Most service agreements get signed and never reread. That is fine, until a payment dispute, a sudden discharge, or a participant complaint reaches a stage where someone needs to point at a clause. The agreement that worked from a 2021 template, never updated, is the one that fails to do its job in 2026.

This guide is operational. Specifics depend on the participant’s circumstances and current NDIS price guide; have a lawyer or peak body review your template periodically.

Identify both parties clearly

Full names, business name and ABN, the participant’s NDIS number, who is signing on the participant’s behalf if they are not signing themselves. Names are easy to get wrong because they feel obvious; nominees and guardians require explicit naming.

Describe the service in plain terms

What service are you delivering, at what frequency, in what setting, by which discipline. “Therapy” is not enough; “Paediatric occupational therapy, fortnightly, in-home or at our clinic, by a qualified OT” is enough. Clarity here prevents a lot of downstream argument.

State the rates and what triggers a charge

  • The hourly or session rate, aligned to the current price guide.
  • Travel time charging — with kilometre or time caps if you have them.
  • Cancellation policy — what counts as a no-show, what notice triggers a charge.
  • Report writing — whether it is included or charged separately, and at what rate.

Set out the exit terms

How either party ends the agreement.
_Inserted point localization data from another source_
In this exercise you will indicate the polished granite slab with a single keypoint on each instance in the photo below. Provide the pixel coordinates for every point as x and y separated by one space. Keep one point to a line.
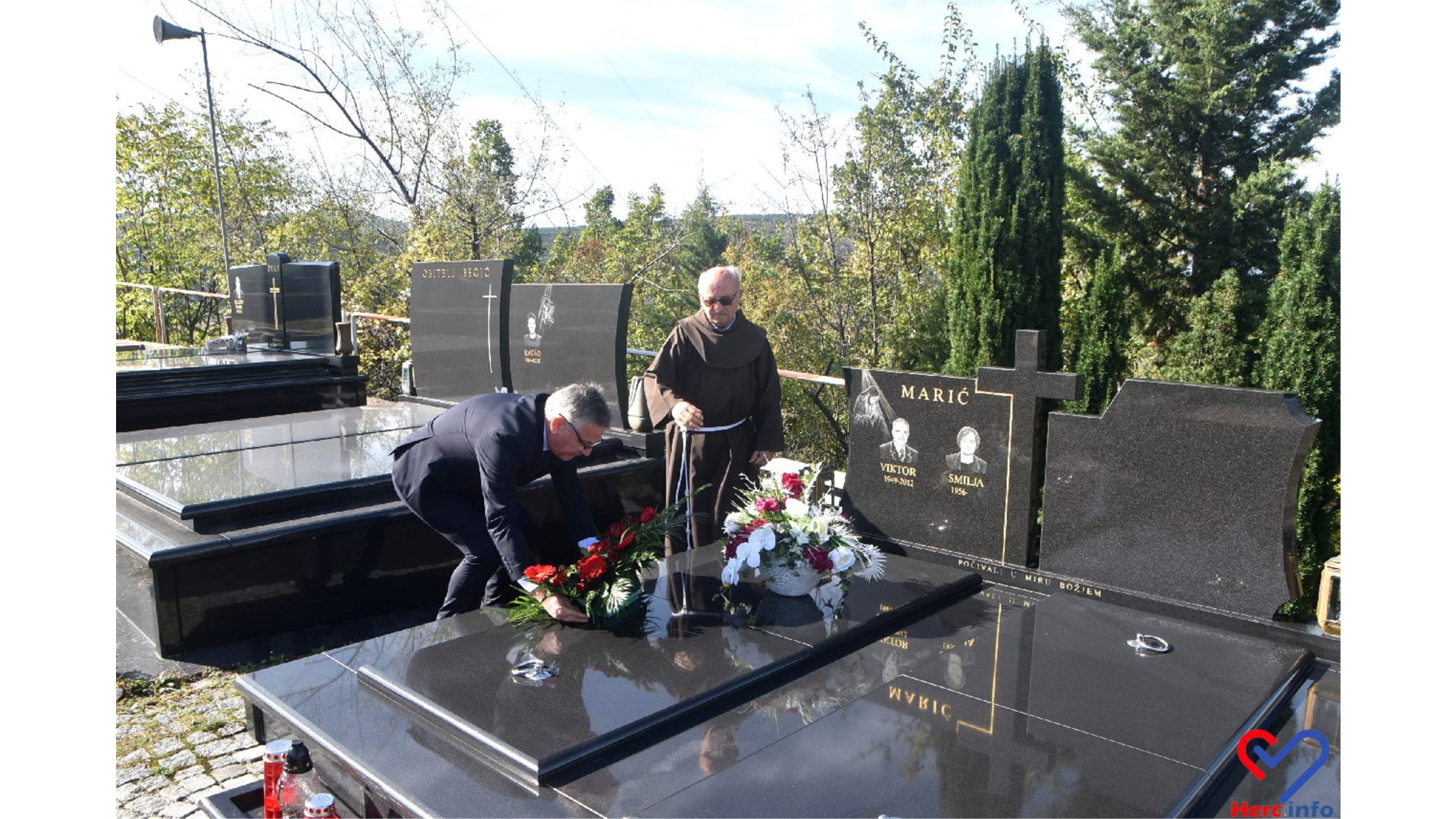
159 360
1184 704
1180 491
635 783
207 488
254 433
1043 716
613 689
Notice period. What happens to outstanding fees. What happens to the clinical record. The exit terms are the most-used clauses in any dispute; spell them out without ambiguity.

Privacy and consent

Consent for storing the participant’s health information, communicating with their plan manager, and sharing relevant clinical information with related providers (school, GP) where appropriate. The Privacy Act and the NDIS Code of Conduct both lean on these consents.

Review every plan cycle

When a participant’s plan renews, their service agreement should be reviewed. Funding lines change, goals shift, sometimes the management type flips. A service agreement that has not been reviewed in three plan cycles is a service agreement that is starting to lie.